This repo makes it easy to train language models on PyTorch/TPU. It relies on two libraries, PyTorch/XLA to run PyTorch code on TPUs, and pytorch-transformers for the language models implementation.

LM Pretraining with Pytorch/TPU.

How to use

Create Cloud TPU

To use TPUs, all your computations happen on Google Cloud. Use the command ctpu to instantiate a TPU

ctpu up -tf-version=pytorch-nightly -name=[lm_tpu] -tpu-size=[v3-8] -tpu-only -zone=[us-central1-a] -gcp-network=[default] -project=[my_proj] [-preemptible]
  • Replace the parameters in square prackets with the right values for you. Make sure to get the zone, gcp-network, preemptible, project right, especially if you are using credit from TFRC.
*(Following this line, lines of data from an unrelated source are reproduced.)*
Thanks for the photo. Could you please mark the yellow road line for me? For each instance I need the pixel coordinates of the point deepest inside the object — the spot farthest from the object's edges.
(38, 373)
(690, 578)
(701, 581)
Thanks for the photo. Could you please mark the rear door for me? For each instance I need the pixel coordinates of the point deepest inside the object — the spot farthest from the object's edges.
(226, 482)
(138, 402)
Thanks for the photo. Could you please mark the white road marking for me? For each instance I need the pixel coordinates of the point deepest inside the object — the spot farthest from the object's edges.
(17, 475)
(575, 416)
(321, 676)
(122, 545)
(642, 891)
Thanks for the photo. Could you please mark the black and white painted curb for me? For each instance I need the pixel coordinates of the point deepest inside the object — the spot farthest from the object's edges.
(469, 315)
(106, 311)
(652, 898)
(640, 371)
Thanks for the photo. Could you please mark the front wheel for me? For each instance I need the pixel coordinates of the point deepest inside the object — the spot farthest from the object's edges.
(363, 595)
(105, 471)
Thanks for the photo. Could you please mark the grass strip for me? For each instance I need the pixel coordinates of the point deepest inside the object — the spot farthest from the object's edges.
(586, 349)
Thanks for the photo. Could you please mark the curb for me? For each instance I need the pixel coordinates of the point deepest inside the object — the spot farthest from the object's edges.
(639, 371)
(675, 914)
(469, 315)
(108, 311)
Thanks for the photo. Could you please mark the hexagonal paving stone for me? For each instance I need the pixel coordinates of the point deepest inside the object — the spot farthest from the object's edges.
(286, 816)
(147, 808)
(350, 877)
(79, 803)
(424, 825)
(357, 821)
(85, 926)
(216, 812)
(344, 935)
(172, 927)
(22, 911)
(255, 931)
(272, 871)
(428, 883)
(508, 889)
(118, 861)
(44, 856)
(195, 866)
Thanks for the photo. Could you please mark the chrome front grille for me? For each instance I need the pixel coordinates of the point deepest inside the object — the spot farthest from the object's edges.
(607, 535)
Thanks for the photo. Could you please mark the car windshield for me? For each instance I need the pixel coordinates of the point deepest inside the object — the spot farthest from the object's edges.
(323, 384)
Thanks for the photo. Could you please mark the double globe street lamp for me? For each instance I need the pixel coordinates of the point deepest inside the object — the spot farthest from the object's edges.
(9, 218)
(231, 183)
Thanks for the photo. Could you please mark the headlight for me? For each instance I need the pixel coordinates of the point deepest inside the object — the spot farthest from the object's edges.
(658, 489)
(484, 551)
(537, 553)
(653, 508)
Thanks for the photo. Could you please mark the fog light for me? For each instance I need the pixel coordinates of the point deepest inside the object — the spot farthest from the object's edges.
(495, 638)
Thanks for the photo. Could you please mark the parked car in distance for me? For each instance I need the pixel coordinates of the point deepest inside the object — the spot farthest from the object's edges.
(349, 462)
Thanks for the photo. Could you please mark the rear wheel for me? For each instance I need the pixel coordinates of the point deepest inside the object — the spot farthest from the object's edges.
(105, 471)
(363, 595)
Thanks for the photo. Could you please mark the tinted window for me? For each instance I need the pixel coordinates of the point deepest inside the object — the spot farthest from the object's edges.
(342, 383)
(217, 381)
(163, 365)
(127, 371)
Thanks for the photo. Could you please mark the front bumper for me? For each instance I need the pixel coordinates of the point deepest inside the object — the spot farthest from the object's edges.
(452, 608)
  • The -tf-version=pytorch-nightly argument is very important. It specifies that this TPU will be used to run PyTorch code (not Tensorflow code). It uses the nightly build, which has many bug fixes that are not in the prerelease pytorch-0.1.

  • Our code only supports Cloud TPUs (v2-8 and v3-8), and not the larger TPU pods. We will add support for those in the future.
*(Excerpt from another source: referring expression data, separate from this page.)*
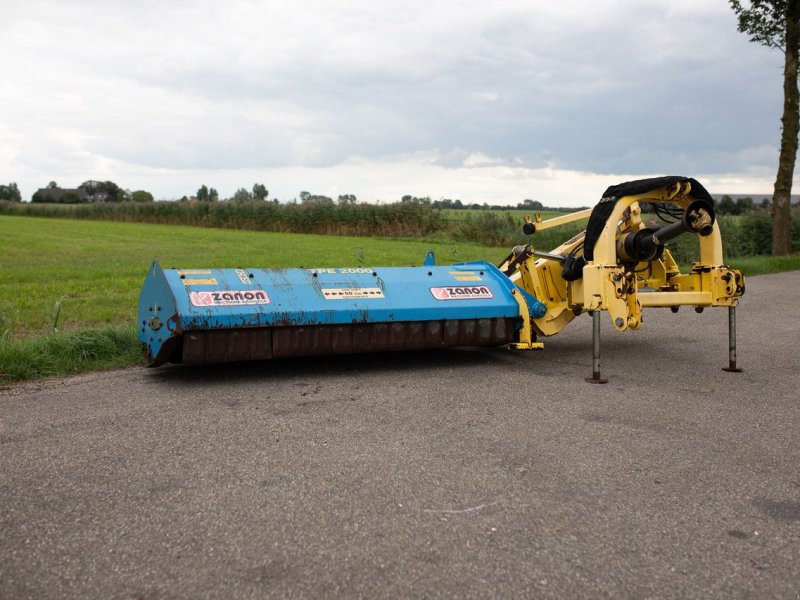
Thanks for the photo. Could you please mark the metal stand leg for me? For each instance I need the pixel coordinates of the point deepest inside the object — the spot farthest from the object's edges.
(596, 378)
(732, 368)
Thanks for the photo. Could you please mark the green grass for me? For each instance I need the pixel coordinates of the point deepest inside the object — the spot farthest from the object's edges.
(517, 213)
(69, 289)
(63, 353)
(94, 269)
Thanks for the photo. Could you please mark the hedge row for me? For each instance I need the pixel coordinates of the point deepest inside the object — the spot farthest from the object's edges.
(747, 235)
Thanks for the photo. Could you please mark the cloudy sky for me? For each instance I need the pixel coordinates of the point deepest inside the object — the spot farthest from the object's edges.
(483, 101)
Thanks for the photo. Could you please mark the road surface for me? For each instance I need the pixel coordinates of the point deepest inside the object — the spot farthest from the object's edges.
(463, 473)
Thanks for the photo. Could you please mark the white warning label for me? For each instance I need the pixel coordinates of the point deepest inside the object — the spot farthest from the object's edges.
(229, 298)
(462, 292)
(243, 276)
(347, 293)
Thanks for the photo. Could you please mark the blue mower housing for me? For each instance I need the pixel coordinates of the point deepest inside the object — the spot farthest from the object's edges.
(224, 315)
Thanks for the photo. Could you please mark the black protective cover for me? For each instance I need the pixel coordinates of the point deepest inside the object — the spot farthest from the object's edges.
(604, 208)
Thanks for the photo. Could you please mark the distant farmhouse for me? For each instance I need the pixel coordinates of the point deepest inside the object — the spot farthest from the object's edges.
(61, 195)
(88, 191)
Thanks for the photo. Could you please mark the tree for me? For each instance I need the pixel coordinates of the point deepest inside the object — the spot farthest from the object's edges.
(141, 196)
(260, 191)
(776, 24)
(102, 191)
(242, 195)
(529, 204)
(10, 192)
(726, 205)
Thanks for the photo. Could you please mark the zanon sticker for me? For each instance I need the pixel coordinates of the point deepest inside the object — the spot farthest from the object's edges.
(229, 298)
(462, 292)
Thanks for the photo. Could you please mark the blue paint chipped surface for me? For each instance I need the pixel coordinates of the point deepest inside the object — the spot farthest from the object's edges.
(297, 297)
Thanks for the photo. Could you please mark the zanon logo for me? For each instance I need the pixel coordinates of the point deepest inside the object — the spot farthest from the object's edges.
(462, 292)
(229, 298)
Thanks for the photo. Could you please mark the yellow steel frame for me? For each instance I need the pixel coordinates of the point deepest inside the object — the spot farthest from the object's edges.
(620, 289)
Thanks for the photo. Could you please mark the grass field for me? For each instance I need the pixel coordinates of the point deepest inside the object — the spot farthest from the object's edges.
(83, 279)
(90, 272)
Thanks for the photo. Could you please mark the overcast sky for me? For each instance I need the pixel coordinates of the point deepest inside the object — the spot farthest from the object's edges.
(483, 101)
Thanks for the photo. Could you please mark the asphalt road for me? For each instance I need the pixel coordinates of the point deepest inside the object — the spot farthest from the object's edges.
(466, 473)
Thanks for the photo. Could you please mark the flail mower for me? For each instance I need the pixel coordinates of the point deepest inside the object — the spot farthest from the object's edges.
(618, 264)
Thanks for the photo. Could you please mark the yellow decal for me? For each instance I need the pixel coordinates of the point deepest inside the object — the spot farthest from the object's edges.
(194, 272)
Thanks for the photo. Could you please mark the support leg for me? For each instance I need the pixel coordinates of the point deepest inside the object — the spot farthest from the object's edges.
(596, 378)
(732, 368)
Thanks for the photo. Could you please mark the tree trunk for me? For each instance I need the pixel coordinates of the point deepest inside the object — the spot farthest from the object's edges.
(781, 200)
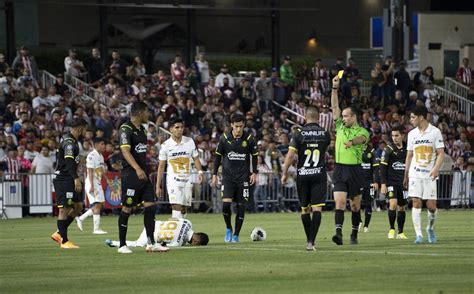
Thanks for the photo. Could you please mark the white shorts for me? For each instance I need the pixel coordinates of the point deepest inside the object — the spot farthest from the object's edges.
(425, 189)
(179, 194)
(98, 195)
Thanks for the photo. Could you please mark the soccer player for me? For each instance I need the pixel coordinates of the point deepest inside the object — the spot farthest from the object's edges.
(67, 183)
(173, 233)
(425, 155)
(392, 171)
(234, 150)
(95, 173)
(370, 166)
(136, 185)
(310, 144)
(348, 176)
(178, 151)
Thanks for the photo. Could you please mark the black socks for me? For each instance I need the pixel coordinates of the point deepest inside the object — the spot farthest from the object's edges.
(123, 224)
(149, 222)
(227, 212)
(239, 218)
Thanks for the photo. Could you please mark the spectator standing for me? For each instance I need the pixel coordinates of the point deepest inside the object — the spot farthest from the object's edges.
(73, 66)
(25, 60)
(224, 74)
(464, 73)
(118, 63)
(264, 90)
(287, 76)
(178, 69)
(93, 65)
(402, 80)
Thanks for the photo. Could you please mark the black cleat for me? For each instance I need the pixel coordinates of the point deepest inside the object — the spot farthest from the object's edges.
(337, 239)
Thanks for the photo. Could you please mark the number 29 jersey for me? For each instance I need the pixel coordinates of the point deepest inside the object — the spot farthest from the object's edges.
(174, 232)
(179, 158)
(424, 147)
(310, 142)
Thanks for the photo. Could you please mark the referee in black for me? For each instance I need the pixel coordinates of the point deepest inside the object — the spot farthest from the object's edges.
(348, 176)
(67, 183)
(235, 149)
(309, 143)
(137, 188)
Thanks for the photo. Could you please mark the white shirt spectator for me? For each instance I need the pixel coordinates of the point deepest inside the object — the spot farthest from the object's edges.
(203, 68)
(31, 155)
(70, 66)
(220, 80)
(38, 100)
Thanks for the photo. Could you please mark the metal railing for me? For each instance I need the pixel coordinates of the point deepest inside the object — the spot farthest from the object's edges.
(456, 87)
(47, 79)
(463, 103)
(36, 192)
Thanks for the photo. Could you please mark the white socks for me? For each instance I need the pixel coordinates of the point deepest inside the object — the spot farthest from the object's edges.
(176, 214)
(431, 218)
(96, 218)
(416, 217)
(85, 215)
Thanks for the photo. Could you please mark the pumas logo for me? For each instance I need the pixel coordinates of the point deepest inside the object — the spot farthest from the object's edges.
(398, 165)
(141, 148)
(366, 165)
(422, 142)
(236, 156)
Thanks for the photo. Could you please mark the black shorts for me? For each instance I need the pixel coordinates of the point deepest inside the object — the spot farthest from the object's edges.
(312, 191)
(238, 192)
(66, 195)
(136, 191)
(348, 178)
(397, 192)
(368, 194)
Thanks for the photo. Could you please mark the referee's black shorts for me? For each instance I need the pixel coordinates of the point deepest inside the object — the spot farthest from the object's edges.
(312, 191)
(348, 178)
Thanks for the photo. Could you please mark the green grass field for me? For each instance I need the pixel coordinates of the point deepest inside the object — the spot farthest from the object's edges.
(31, 262)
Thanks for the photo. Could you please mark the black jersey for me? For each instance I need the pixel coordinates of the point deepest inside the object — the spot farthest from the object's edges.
(136, 139)
(236, 153)
(392, 165)
(370, 165)
(310, 142)
(68, 150)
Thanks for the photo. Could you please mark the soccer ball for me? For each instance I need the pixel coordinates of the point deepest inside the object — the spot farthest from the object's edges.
(258, 234)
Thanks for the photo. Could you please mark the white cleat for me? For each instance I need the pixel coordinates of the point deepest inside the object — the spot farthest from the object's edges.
(79, 224)
(156, 248)
(124, 250)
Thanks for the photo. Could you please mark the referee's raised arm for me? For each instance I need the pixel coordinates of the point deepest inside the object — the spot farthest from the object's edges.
(336, 111)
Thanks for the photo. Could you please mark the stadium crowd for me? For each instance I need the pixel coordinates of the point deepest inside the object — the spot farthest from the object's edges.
(33, 119)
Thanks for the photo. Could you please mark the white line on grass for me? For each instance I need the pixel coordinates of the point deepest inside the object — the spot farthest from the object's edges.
(332, 251)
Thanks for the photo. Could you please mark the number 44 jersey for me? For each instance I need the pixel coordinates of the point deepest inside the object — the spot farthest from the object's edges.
(310, 142)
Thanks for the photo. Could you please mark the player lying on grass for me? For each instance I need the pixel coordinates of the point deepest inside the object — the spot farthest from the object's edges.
(173, 233)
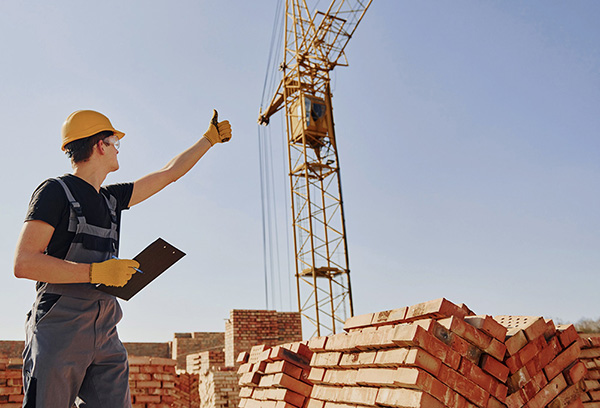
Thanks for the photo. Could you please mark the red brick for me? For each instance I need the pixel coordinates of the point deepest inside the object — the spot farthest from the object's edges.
(315, 403)
(282, 394)
(494, 367)
(473, 335)
(516, 399)
(483, 379)
(146, 398)
(541, 360)
(463, 386)
(283, 404)
(438, 308)
(391, 358)
(516, 340)
(567, 334)
(377, 376)
(405, 398)
(316, 375)
(317, 343)
(389, 317)
(325, 393)
(342, 342)
(575, 372)
(326, 359)
(242, 357)
(529, 351)
(358, 321)
(567, 397)
(415, 335)
(378, 338)
(488, 325)
(548, 393)
(340, 377)
(250, 379)
(456, 343)
(284, 367)
(357, 360)
(532, 387)
(285, 381)
(417, 357)
(359, 395)
(422, 380)
(562, 361)
(534, 328)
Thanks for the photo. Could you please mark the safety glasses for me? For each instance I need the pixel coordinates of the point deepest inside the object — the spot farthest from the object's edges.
(112, 140)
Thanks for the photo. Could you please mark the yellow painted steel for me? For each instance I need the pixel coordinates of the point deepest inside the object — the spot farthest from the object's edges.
(314, 45)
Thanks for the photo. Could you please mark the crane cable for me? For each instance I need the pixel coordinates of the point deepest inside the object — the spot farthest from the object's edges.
(270, 236)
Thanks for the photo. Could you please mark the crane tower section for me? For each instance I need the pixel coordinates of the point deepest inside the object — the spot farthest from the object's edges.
(314, 46)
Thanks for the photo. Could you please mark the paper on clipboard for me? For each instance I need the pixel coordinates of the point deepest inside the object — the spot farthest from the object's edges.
(154, 260)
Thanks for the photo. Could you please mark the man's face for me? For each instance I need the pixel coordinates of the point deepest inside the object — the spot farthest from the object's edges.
(112, 144)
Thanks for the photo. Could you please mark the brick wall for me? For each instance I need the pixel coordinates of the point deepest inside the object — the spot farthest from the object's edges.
(10, 349)
(218, 388)
(11, 383)
(246, 328)
(152, 381)
(149, 349)
(189, 343)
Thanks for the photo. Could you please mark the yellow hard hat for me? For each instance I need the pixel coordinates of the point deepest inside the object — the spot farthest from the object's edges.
(85, 123)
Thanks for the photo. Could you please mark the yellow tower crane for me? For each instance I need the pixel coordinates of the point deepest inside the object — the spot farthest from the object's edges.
(314, 46)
  • It is easier to use the ctpu command than using the Google Cloud console interface. ctpu automatically finds an IP for the TPU

Setup environemnt

  • In addition to the Cloud TPU, you also need a VM. Follow the instructions in PyTorch/XLA to create a VM that has PyTorch/XLA Image.
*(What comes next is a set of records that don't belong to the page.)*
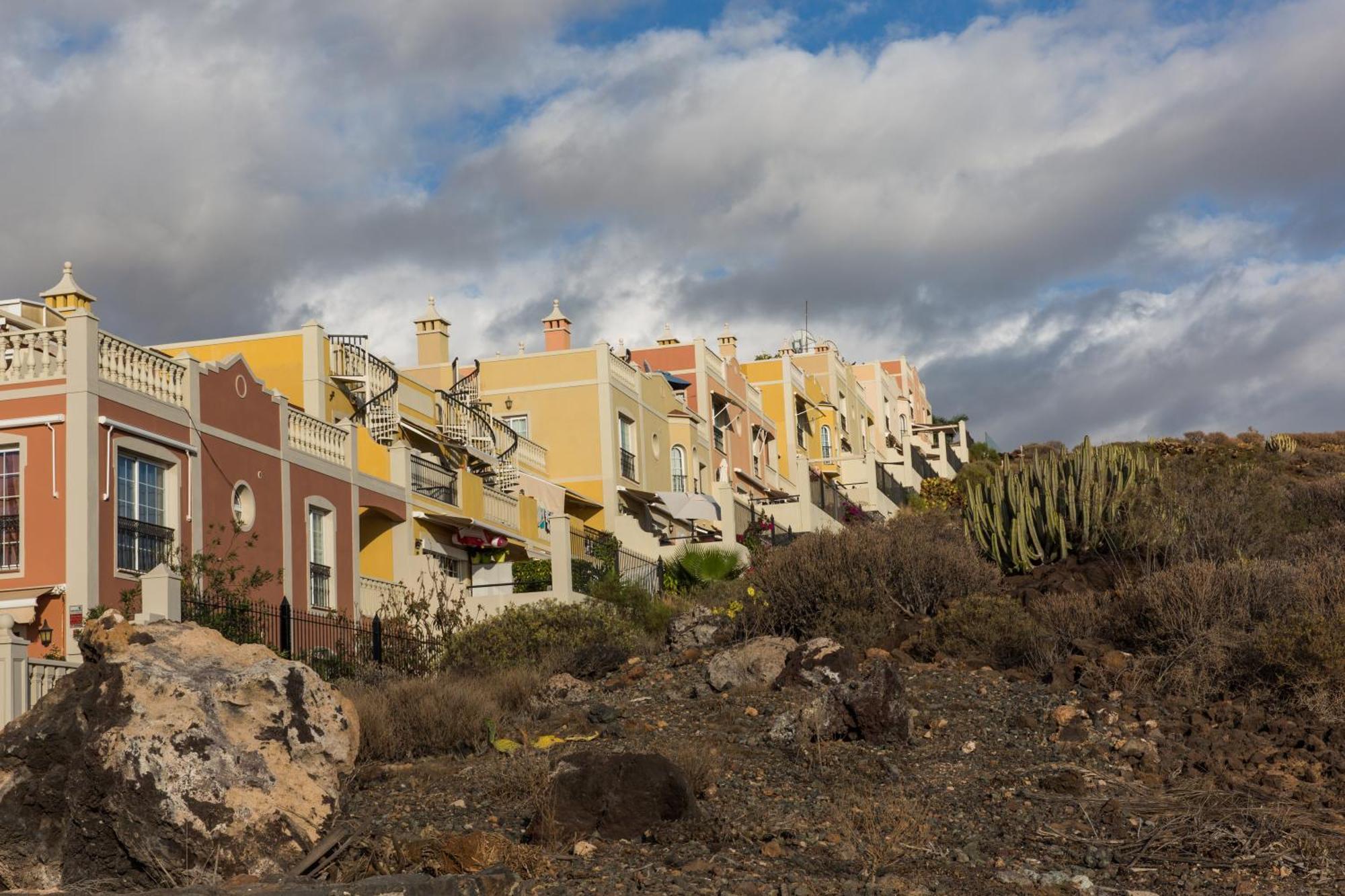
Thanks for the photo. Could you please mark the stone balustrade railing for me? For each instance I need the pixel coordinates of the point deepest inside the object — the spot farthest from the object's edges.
(318, 438)
(44, 676)
(625, 374)
(380, 595)
(501, 507)
(33, 354)
(141, 369)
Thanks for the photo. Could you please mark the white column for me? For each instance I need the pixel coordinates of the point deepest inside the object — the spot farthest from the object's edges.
(563, 580)
(14, 671)
(161, 595)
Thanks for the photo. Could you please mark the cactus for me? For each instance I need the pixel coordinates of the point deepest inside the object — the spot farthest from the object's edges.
(1282, 444)
(1050, 506)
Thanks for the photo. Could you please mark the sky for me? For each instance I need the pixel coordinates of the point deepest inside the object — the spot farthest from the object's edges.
(1112, 217)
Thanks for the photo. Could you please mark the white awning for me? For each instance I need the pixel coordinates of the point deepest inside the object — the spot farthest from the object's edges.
(689, 506)
(547, 494)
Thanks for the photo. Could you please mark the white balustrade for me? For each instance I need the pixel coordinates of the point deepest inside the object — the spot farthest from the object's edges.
(318, 438)
(33, 354)
(501, 507)
(141, 369)
(44, 676)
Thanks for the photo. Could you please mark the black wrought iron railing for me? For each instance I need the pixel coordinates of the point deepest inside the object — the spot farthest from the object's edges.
(142, 545)
(435, 482)
(319, 585)
(10, 541)
(333, 645)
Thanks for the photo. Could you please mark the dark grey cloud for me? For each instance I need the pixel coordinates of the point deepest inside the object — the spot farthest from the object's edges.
(1101, 221)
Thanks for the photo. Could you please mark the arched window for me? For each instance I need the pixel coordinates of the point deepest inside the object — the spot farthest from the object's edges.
(677, 458)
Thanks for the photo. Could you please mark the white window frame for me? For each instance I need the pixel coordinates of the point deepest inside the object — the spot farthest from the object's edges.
(329, 553)
(527, 432)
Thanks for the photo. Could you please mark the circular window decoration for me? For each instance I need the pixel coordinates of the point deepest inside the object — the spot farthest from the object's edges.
(245, 506)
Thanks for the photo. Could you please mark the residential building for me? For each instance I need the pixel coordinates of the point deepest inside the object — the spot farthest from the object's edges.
(342, 475)
(627, 442)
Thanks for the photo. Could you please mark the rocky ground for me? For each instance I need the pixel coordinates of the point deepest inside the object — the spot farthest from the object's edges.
(999, 783)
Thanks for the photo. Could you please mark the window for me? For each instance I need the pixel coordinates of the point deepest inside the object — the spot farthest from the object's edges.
(245, 506)
(626, 431)
(319, 567)
(143, 540)
(10, 509)
(677, 458)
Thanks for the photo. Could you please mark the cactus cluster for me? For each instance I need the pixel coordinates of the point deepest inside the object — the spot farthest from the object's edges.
(1050, 506)
(1282, 444)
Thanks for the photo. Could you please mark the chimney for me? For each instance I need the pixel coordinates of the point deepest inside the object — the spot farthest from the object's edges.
(431, 337)
(728, 343)
(68, 295)
(556, 329)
  • ssh to the VM created in the previous step

  • Clone the code, activate conda and set TPU IP

git clone
cd tpu_pretrain
conda env list
conda activate pytorch-nightly  # use the nightly build
export XRT_TPU_CONFIG="tpu_worker;0;$TPU_IP_ADDRESS:8470"  # where $TPU_IP_ADDRESS is the IP of the Cloud TPU created above
  • To test that everything is working fine, run the mnist example
cd /usr/share/torch-xla-0.1/pytorch/xla
python test/

Run LM pretraining

cd /code
python -m pretrain  --pregenerated_data data/pregenerated_training_data/  --output_dir finetuned_roberta_base  --epochs 4  --bert_model  roberta-base  --train_batch_size 24

It fine tunes the roberta-base model on the sample pregenerated training data on data/pregenerated_training_data/. Each epoch will take around 15 minutes. Notice that the first few steps are usually slower than the rest because the TPU compiles the graph in the first steps, then use the cached compiled one for subsequent steps.

Pregenerate training data

The pretraining code assumes pregenerated training data, which is generated by the script pytorch_transformers_lm_finetuning/ This script is adopted from the one on pytorch-transformers with some modefications. It takes as input raw text and outputs the format needed for the pretraining script. The input format
is a glob of text files, each one has one sentence per line, and an empty line as document separator.

python  pytorch_transformers_lm_finetuning/  --train_corpus  "data/sentences_150k.txt"  --output data/pregenerated_training_data --bert_model roberta-base  --do_whole_word_mask  --epochs_to_generate 2  --max_seq_len 512  --max_predictions_per_seq 75
  • If your corpus is one large file, please split it into smaller files before generating the training data, each is not more than 500K sentences.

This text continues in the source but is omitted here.